Question

A 1.000 L river water sample contains [Ca2+] = 5.6 x 10-3 M, and no other hardness ions. (a) What is the hardness (in ppm CaCO3) of this sample? (b) Assuming the sample is saturated in CaCO3, what is [CO32-] in the sample? (c) Assuming the only other ion present is HCO3-, what is its concentration? (d) Assuming that all the Ca2+(aq) in this sample originally came from CaCO3 dissolution, what mass of CO2 dissolved in this sample, to give it this composition? (Hints: once you have answers to (b) and (c) above, this is simple stoichiometry. What reaction is involved?) Data: F. Mass of CaCO3 = 100.09 g/mol. K sp for CaCO3 = 4.5 x 10-9.

Answer 1

a) Concentration of Ca²⁺ ion = 5.6 x 10-3 M.

we know, 1 mol of Ca2+ ion is equivalent to 40.078 g. Thus amonut of Ca2+ ion in 1 litre river water is (40x5.6x10^-3) g or 0.224 g.
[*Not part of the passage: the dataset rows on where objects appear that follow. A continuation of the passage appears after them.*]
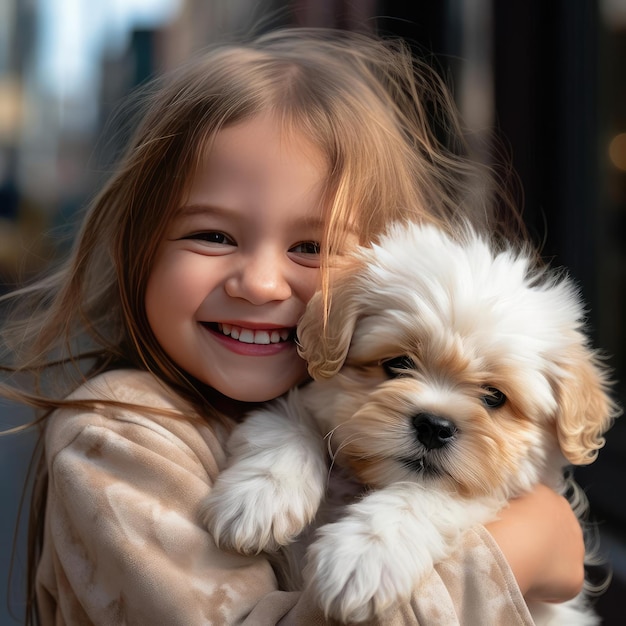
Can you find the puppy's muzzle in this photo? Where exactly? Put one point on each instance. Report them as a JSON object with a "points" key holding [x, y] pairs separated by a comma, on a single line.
{"points": [[433, 431]]}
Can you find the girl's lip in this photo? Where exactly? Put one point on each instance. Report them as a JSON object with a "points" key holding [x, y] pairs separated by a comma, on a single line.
{"points": [[252, 341]]}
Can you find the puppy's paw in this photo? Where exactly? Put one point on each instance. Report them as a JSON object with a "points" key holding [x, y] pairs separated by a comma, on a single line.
{"points": [[250, 511], [357, 576]]}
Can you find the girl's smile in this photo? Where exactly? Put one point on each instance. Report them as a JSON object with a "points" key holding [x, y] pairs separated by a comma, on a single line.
{"points": [[240, 261], [252, 341]]}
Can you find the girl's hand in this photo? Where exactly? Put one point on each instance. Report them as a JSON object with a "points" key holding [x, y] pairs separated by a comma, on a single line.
{"points": [[543, 542]]}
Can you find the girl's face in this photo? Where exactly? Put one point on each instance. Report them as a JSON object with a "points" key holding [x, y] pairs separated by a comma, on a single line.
{"points": [[240, 261]]}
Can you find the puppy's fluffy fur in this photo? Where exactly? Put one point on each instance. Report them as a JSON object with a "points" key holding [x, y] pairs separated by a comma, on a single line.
{"points": [[450, 377]]}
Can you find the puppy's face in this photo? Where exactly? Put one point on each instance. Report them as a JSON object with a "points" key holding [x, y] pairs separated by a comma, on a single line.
{"points": [[451, 364]]}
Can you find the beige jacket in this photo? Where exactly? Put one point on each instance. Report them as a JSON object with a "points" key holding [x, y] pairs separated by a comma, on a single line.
{"points": [[123, 544]]}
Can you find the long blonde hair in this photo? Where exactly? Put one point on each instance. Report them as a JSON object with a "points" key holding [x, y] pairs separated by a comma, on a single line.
{"points": [[385, 122]]}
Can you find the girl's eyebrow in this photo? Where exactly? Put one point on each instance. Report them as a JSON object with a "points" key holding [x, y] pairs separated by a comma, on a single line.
{"points": [[189, 210]]}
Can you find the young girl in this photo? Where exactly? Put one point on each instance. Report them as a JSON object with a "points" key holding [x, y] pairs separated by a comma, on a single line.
{"points": [[175, 315]]}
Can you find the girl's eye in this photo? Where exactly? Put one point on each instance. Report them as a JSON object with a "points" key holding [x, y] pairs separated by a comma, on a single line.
{"points": [[398, 366], [494, 398], [212, 237], [306, 247]]}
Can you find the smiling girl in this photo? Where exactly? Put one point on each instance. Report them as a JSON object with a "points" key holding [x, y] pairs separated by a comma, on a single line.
{"points": [[175, 314]]}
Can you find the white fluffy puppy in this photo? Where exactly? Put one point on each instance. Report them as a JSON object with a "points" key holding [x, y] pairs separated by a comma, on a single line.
{"points": [[450, 376]]}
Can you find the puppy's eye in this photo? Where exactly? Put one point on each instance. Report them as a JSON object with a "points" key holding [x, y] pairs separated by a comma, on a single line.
{"points": [[494, 398], [398, 366]]}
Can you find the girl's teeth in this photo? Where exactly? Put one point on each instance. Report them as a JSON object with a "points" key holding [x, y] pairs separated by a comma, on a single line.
{"points": [[246, 335]]}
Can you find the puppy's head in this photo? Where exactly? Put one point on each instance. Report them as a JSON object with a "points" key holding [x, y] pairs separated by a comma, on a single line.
{"points": [[448, 361]]}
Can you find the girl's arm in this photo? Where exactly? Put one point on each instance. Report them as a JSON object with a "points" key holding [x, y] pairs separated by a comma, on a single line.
{"points": [[543, 543]]}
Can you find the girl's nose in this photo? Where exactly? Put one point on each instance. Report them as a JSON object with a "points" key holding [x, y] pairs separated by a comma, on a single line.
{"points": [[259, 278]]}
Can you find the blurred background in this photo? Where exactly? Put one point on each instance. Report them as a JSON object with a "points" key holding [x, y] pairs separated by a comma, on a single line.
{"points": [[548, 75]]}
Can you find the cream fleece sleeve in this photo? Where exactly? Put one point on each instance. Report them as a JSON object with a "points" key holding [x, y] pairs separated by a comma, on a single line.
{"points": [[123, 543]]}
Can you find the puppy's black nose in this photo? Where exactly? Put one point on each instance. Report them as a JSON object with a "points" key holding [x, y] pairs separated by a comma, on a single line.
{"points": [[433, 431]]}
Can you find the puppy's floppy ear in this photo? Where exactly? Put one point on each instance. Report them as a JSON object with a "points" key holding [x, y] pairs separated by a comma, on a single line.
{"points": [[585, 410], [324, 340]]}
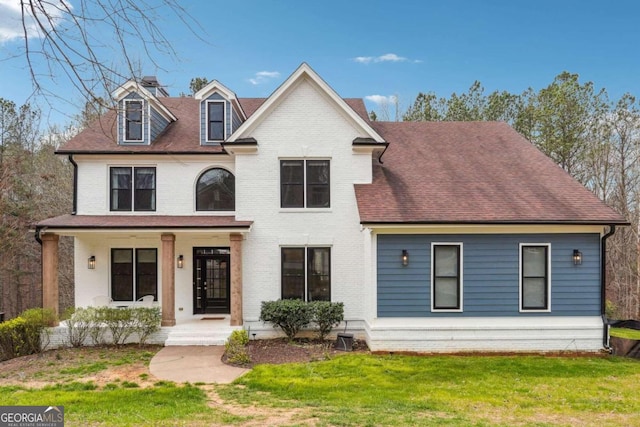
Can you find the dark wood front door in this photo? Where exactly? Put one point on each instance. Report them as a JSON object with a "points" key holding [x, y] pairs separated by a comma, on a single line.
{"points": [[211, 280]]}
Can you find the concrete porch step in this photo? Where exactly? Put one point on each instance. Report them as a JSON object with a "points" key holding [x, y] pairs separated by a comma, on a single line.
{"points": [[197, 337]]}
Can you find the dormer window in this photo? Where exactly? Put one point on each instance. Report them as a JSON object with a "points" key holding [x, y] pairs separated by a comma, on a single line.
{"points": [[133, 119], [215, 120]]}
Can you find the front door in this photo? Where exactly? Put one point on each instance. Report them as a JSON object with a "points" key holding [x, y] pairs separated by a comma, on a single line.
{"points": [[211, 280]]}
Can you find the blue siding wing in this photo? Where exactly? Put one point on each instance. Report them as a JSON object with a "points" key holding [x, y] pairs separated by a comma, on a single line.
{"points": [[491, 275]]}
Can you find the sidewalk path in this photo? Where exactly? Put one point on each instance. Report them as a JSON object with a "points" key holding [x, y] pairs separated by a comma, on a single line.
{"points": [[193, 364]]}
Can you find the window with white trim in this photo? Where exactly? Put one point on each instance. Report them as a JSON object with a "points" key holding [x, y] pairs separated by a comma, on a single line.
{"points": [[306, 273], [216, 191], [133, 121], [446, 276], [215, 120], [132, 187], [134, 273], [535, 276], [305, 184]]}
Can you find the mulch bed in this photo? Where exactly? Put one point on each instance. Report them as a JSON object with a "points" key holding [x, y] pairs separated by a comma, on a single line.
{"points": [[280, 350]]}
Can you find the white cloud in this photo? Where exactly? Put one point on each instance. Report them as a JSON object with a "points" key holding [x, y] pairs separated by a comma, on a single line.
{"points": [[261, 76], [381, 99], [387, 57], [11, 18]]}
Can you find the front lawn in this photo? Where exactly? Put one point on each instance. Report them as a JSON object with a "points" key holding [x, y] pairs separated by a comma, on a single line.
{"points": [[453, 390], [630, 334], [112, 387]]}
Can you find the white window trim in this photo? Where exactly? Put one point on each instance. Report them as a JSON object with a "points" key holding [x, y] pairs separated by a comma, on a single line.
{"points": [[158, 274], [133, 195], [433, 273], [224, 119], [195, 192], [304, 172], [306, 273], [520, 295], [124, 122]]}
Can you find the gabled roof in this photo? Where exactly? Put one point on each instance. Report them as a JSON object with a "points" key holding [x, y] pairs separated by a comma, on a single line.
{"points": [[133, 86], [471, 172], [304, 71]]}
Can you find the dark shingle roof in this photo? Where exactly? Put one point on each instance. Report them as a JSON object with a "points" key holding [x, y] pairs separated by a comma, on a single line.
{"points": [[180, 137], [471, 172]]}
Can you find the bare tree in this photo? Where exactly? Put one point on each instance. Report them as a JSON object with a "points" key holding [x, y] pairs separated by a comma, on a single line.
{"points": [[95, 44]]}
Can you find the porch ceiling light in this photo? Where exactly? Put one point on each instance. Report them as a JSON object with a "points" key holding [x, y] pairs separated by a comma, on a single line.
{"points": [[405, 257], [577, 257]]}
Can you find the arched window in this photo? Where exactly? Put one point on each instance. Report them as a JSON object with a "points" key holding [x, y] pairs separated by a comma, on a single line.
{"points": [[216, 191]]}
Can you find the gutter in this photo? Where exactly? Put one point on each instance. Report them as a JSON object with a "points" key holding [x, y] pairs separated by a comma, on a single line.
{"points": [[603, 287], [386, 145], [75, 186]]}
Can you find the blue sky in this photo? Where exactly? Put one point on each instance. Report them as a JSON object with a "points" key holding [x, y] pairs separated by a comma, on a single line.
{"points": [[384, 48]]}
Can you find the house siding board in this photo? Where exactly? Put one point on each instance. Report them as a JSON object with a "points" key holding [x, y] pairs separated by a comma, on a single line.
{"points": [[145, 120], [203, 117], [157, 124], [491, 275]]}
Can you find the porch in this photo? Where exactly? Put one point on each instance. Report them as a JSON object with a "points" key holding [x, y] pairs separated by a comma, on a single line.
{"points": [[176, 251], [202, 330]]}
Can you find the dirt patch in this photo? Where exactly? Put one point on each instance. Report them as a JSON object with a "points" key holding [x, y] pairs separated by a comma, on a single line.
{"points": [[101, 365], [261, 416], [280, 350]]}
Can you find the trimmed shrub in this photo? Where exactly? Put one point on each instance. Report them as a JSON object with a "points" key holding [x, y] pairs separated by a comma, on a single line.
{"points": [[146, 322], [326, 316], [122, 323], [79, 324], [236, 347], [290, 315], [24, 335], [95, 319]]}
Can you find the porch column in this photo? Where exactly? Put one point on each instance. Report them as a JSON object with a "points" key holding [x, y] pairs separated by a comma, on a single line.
{"points": [[236, 279], [50, 272], [168, 280]]}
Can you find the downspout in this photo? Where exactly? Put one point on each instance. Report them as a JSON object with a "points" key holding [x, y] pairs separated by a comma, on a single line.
{"points": [[75, 184], [603, 287], [37, 236]]}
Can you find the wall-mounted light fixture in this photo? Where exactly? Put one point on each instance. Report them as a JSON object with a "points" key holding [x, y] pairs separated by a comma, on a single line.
{"points": [[577, 257], [405, 257]]}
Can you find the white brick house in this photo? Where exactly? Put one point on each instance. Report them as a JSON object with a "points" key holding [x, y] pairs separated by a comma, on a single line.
{"points": [[213, 204]]}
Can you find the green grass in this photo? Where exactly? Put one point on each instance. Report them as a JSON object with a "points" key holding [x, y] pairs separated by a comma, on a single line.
{"points": [[630, 334], [114, 405], [402, 390], [349, 390]]}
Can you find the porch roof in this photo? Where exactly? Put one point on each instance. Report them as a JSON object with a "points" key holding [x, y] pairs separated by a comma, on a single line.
{"points": [[147, 222]]}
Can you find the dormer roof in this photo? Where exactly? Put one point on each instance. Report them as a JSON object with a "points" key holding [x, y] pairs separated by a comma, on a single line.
{"points": [[217, 87], [132, 86]]}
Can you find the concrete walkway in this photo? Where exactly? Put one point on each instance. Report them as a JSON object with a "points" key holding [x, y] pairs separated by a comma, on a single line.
{"points": [[193, 364]]}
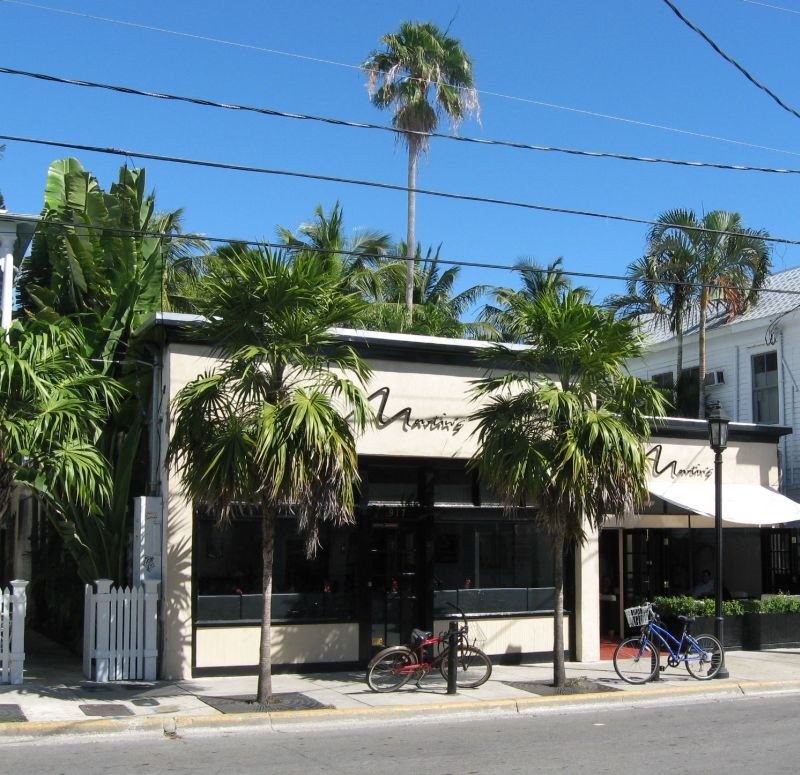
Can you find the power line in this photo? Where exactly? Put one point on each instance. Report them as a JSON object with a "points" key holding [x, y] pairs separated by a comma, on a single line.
{"points": [[300, 246], [373, 184], [385, 128], [773, 7], [732, 61], [194, 36], [318, 60]]}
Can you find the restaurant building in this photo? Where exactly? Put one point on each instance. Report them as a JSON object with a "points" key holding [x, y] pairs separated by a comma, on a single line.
{"points": [[427, 533]]}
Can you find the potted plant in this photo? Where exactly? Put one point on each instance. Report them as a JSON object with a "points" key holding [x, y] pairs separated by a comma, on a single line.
{"points": [[772, 623], [732, 610]]}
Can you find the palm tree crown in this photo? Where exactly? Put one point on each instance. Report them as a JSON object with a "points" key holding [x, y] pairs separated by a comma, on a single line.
{"points": [[275, 424], [700, 262], [571, 442], [421, 74]]}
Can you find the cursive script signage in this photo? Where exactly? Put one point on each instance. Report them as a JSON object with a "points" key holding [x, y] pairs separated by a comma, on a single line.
{"points": [[440, 422], [692, 472]]}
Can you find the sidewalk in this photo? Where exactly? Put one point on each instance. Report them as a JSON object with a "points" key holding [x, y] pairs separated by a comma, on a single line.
{"points": [[56, 699]]}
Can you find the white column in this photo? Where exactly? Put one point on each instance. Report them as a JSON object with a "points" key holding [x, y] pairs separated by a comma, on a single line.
{"points": [[19, 606], [587, 599], [150, 630], [102, 663], [7, 241]]}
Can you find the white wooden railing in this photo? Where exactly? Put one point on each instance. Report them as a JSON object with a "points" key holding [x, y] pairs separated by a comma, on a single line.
{"points": [[120, 632], [13, 604]]}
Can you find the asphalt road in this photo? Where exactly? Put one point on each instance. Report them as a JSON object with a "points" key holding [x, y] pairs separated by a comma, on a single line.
{"points": [[741, 735]]}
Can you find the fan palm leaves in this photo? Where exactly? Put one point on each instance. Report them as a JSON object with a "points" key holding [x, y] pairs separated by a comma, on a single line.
{"points": [[53, 408], [275, 424], [700, 262], [562, 426]]}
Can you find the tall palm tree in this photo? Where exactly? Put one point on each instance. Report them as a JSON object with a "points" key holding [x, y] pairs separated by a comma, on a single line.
{"points": [[573, 441], [660, 290], [275, 424], [727, 263], [421, 74]]}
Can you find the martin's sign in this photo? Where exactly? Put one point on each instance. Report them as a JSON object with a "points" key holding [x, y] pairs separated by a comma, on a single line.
{"points": [[405, 417], [692, 471]]}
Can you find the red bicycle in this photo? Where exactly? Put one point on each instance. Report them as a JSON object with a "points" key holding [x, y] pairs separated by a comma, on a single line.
{"points": [[394, 666]]}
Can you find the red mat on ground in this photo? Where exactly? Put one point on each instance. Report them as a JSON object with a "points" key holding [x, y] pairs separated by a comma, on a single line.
{"points": [[607, 649]]}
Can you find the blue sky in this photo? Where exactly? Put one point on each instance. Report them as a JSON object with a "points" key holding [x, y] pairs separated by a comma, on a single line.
{"points": [[548, 72]]}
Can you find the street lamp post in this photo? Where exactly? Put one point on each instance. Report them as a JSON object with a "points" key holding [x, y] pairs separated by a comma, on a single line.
{"points": [[718, 441]]}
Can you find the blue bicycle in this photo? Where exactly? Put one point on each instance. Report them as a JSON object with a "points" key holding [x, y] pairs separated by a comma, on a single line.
{"points": [[637, 659]]}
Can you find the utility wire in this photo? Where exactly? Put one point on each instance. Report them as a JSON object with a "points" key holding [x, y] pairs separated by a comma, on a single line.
{"points": [[375, 184], [385, 128], [730, 60], [773, 7], [301, 246], [527, 100]]}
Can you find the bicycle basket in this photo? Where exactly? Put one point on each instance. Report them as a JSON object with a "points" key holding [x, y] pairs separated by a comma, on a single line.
{"points": [[639, 615]]}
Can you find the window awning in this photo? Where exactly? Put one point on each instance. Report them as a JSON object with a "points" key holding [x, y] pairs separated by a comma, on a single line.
{"points": [[744, 504]]}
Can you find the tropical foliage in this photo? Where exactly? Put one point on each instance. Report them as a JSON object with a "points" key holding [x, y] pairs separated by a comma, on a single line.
{"points": [[53, 408], [703, 265], [537, 281], [274, 426], [438, 309], [99, 259], [421, 74], [563, 425]]}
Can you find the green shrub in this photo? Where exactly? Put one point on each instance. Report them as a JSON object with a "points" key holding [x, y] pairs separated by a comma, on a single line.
{"points": [[677, 605], [689, 606], [780, 604]]}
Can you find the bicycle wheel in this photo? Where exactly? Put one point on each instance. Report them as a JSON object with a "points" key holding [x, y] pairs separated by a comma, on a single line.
{"points": [[704, 657], [473, 667], [636, 660], [389, 669]]}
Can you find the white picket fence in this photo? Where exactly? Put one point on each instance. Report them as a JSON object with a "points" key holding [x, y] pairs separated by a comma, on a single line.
{"points": [[120, 632], [13, 605]]}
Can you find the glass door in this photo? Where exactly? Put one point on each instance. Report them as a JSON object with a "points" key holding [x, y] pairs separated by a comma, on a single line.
{"points": [[394, 583]]}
Now 40.078 gm water contains 100.09 g of CaCO3. Hence amonut of CaCO3 in the 1litre river water sample is 0.56 g or 560 mg.

Now hardness of water is expressed in terms of amount of CaCO3 present in a water sample. Thus, the hardness is 560 ppm.

b) Solubility product of CaCO3 is 4.5 x 10^-9. Let solubility of CaCO3 is S. The relation between solulibity and solubility product for sparing soluble salt CaCO3 is K_SP = S². Thus the solubility of CaCO3 is S = (K_SP)^1/2 and hence the solubility is found out to be 6.708 x 10^-5 M.

This shows that maximum 6.708 x 10^-5 M of CaCO3 get dissoved and concequently concentration of CO₃^-2 in the solution is 6.708 x 10^-5 M.

c) Given [Ca2+] = 5.6 x 10^-3 M. The concentration of HCO3- in the solution is 2 x 5.6 x 10^-3 M or 1.12 x 10^-3 M.

d) 40.078 gm Ca requires 44 gm of CO2. Hence to get 560 mg Ca2+ ion in solution, the amount of CO2 dissolved in this sample is 614.8 mg.

The reaction involved is CaO + CO2 = CaCO3.